Is Alan Moore’s view on individualism more aligned with Thatcher than you initially thought? Is he a hypocrite, or a product of the counterculture during the Cold War? Elaborate on your thoughts seeing these two quotes!
- In Watchmen, Moore and Gibbon’s made the creative decision to have Nixon serving his fifth term as the US president, aware that readers would think of Watergate. Was this a wise choice for their narrative? Could their story have been ore impactful if it was Reagan serving as president? How does this creative choice shape the political readings of Watchmen?
- Hoberek provides us with David Harvey’s understanding of the rise of neoliberalism. (127-8) After, Hoberek points out “From the perspective Moore and Gibbon’s decision to make their main villain a liberal may be seen not just as an effort to defy political expectation but also as a canny insight into this phenomenon.” Do you agree with this observation?
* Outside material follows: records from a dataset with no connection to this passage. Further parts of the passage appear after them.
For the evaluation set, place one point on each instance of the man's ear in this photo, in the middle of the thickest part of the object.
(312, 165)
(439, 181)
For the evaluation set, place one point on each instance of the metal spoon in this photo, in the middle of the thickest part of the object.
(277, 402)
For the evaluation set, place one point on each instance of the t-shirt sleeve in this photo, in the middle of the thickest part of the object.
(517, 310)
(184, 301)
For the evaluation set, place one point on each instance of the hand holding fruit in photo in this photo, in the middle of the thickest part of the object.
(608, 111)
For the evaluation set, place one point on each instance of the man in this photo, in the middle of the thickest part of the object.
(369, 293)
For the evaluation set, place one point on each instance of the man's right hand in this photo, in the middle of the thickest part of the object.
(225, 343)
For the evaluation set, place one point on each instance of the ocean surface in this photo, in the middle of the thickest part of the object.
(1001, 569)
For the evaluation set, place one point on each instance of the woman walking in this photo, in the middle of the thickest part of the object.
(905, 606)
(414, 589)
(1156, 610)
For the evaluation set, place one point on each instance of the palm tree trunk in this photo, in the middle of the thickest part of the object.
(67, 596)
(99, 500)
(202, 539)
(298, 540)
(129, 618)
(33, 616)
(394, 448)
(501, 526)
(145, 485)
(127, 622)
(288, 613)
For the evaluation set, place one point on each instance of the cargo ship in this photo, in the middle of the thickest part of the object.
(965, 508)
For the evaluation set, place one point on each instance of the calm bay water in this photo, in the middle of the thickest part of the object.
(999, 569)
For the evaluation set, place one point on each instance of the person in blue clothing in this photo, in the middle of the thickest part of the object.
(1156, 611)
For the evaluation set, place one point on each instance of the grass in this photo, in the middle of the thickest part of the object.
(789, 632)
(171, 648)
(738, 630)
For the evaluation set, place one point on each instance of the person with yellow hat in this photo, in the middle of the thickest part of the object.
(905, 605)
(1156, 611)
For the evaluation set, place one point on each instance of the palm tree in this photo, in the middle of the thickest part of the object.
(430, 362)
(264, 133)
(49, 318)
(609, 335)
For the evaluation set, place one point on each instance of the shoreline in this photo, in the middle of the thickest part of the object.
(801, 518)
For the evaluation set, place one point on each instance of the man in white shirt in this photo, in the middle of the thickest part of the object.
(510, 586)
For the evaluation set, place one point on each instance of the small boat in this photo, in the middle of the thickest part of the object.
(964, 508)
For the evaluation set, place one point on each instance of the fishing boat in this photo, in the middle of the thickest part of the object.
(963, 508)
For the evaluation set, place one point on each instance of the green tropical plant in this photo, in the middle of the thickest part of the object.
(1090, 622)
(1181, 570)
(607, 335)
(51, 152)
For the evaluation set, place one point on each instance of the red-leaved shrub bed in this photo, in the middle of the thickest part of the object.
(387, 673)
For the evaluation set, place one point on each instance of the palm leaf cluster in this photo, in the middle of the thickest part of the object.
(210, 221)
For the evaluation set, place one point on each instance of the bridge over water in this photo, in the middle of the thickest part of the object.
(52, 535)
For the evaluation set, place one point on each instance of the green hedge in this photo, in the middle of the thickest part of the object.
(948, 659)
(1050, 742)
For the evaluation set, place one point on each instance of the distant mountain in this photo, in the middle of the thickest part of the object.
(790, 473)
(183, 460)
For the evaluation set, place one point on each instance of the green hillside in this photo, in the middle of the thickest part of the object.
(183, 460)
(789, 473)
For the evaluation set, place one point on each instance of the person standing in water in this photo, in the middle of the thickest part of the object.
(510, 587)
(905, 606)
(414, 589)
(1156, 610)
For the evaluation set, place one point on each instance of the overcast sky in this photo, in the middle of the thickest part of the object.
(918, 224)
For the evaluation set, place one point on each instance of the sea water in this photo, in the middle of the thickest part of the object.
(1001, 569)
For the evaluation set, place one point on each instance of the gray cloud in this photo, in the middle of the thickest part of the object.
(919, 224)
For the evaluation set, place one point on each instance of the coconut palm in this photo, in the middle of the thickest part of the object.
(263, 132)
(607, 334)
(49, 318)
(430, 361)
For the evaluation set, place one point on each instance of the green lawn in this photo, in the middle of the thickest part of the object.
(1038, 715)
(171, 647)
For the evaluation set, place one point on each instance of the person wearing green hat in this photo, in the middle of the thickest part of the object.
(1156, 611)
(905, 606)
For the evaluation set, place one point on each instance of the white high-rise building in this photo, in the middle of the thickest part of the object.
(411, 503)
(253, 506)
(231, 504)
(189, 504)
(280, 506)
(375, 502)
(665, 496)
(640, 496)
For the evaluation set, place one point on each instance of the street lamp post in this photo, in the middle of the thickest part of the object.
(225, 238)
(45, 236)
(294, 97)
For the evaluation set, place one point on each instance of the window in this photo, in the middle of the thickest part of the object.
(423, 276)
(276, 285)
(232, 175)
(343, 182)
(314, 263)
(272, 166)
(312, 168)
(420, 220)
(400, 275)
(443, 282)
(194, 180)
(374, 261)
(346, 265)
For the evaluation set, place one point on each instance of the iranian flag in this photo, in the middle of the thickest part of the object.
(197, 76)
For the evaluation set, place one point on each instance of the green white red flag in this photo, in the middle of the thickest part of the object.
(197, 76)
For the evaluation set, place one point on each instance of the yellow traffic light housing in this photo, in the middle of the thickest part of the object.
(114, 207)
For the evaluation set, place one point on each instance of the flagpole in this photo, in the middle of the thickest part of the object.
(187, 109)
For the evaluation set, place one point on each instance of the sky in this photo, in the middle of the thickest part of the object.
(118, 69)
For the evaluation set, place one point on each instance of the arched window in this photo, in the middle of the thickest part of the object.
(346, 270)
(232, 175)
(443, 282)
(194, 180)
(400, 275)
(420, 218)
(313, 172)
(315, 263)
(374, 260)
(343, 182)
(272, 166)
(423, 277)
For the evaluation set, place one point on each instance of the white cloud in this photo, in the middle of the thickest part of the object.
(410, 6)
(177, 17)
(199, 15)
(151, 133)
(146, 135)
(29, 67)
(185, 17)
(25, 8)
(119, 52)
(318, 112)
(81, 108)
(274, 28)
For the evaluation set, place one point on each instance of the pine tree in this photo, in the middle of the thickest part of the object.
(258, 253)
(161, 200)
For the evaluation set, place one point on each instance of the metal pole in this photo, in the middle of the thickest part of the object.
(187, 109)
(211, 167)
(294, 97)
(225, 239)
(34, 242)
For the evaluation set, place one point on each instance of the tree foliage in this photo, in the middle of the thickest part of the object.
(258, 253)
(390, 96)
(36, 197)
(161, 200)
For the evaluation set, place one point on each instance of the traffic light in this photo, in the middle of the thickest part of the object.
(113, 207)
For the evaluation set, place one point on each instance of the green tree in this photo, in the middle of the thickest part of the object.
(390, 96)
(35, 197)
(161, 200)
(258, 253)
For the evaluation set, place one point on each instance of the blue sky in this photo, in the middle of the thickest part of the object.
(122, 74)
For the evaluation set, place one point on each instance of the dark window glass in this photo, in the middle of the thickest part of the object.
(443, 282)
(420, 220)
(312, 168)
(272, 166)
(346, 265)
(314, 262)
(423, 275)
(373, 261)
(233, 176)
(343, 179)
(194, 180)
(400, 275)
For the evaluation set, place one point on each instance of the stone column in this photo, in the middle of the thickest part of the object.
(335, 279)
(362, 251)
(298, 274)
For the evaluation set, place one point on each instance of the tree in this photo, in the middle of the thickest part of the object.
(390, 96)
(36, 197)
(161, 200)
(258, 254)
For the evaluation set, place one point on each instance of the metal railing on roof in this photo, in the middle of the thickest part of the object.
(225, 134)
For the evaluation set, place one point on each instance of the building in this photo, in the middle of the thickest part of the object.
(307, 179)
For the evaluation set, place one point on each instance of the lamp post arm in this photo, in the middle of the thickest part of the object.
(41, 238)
Why or why not?
- Moore said in a 1988 interview: “The last line of Watchmen, ’I leave it entirely in your hands,” was directed at the reader more than Seymour. The fate of the world is undecided: everyone has responsibility. What the reader does in the net ten minutes is as important as everything Ronald Reagan does.’”
Hoberek poses this question: “Seymour and the reader, in this formulation, have an agency unavailable to Vedit or Reagan. But what kind of agency is this, exactly?”
What are your thoughts on the readers responsibilities after reading Watchmen?
- This isn’t a part of my presentation, but I think it is an interesting and important question to pose: Did Ozymandias do the right thing? Is there such thing as the right thing in a gritty narrative like Watchmen?